From 1986 to 1989, I worked in the Xenix group at Microsoft. It was my first job out of school, and I was the most junior person on the team. I was hopelessly naive, inexperienced, generally clueless, and borderline incompetent, but my coworkers were kind, supportive and enormously forgiving – just a lovely bunch of folks.
Microsoft decided to exit the Xenix business in 1989, but before the group was dispersed to the winds, we held a wake. Many of the old hands at MS had worked on Xenix at some point, so the party was filled with much of the senior development staff from across the company. There was cake, beer, and nostalgia; stories were told, most of which I can’t repeat. Some of the longer-serving folks dug through their files to find particularly amusing Xenix-related documents, and they were copied and distributed to the attendees.
These are kinds of stories that need to be written down for posterity, of we risk losing a lot of valuable information and backstories to some of the less successful technology products of our time.
One thing about Microsoft, is that they sure knew when to bail out. Exited the UNIX market before the infighting began (AT&T vs BSD UNIX, SCO vs the World, etc…) Then later left OS/2 to IBM. A company that was on its way out of the PC market.
You have mail.
I read somewhere that Paul Allen wanted to replace MS-DOS with Xenix before he left Microsoft in 1983.
What a different world that would have been. Win 3.11 and Win95+ on top of a *nix base is an interesting alternative history. Would NT still have been on top of the NT kernel or would MS have picked up Plan9?
As others have pointed out, Xenix replacing MS-DOS probably wouldn’t have happened because of AT&T’s licensing, but Sun found a way to make it happen. So maybe.
With *nix backed by MS, Linux would never have existed?
Hurd might have been brought up as a viable kernel. There would have been more pressure to do so.
Is Hurd a *nix based kernel ?
GNU is Not Unix, so nope…
I think it would have.
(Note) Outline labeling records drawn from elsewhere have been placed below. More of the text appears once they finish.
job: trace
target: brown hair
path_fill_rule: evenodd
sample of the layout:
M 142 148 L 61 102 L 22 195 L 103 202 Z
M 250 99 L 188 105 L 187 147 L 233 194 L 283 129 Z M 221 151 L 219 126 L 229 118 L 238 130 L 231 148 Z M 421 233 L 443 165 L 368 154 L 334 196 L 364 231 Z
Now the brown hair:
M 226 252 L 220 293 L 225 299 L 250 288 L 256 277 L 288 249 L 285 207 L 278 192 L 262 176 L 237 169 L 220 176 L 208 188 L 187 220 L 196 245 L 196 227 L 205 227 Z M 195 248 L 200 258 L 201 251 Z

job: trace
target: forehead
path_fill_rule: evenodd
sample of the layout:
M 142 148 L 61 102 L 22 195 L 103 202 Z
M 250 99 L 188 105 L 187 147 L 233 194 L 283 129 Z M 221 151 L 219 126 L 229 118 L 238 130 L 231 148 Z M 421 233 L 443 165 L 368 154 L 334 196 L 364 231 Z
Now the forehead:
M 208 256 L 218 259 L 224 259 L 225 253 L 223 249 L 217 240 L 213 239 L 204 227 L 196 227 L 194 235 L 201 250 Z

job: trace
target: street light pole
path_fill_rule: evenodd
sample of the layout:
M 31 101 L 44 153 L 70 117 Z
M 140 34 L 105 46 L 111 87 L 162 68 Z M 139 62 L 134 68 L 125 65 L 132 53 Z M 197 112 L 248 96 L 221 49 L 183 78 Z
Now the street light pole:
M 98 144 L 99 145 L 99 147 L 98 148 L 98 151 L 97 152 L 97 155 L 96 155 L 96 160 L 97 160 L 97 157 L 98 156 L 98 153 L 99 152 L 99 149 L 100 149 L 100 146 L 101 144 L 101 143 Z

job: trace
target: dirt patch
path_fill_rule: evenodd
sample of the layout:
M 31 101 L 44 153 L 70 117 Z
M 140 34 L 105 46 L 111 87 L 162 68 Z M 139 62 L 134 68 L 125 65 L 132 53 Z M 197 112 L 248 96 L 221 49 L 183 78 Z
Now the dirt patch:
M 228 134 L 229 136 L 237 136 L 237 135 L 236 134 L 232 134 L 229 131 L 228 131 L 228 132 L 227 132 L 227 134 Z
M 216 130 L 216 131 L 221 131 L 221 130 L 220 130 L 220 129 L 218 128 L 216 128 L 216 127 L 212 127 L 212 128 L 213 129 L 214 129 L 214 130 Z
Linus has stated he probably would have used a BSD instead of writing his own kernel if the AT&T vs BSD lawsuit hadn’t happened.
Maybe Linux is BSD based in this world?
He could not get 386BSD, by the time 386BSD came out Linux was already a thing.
Absolutely. MS isn’t a loser because they don’t have an operating system. They are a loser because they believe that closed software is better. You’d have the same issues that created the need for Linux. There were plenty of closed proprietary Unix’s out there when Linux came about.
The 90s ended a long time ago. Microsoft has done and embracing a lot of opensource in the last decade and a half.
Not sure you can compare the Sun world to the IBM PC world. Typically the bill for a Sun solution was so much larger than a typical PC that the percentage of the ATT license on the PC would have been monstrous.
True, but PCs have volume. I think they could have figured it out if they wanted to. Plus, BSD only had to replace 6 files.
Back then (1983) Unix was known as an “Open System’. No way would Gates gave gone for that, even though to call Unix open was just snake oil.
I’ve also read that. I think of that often. He was recommending a technical better solution. But ultimately Microsoft was probably better off financially by developing its own much worse offering. Same could be said for OS/2 to a certain extent.
Bill Shooter of Bul,
In hindsight this seems to be very true.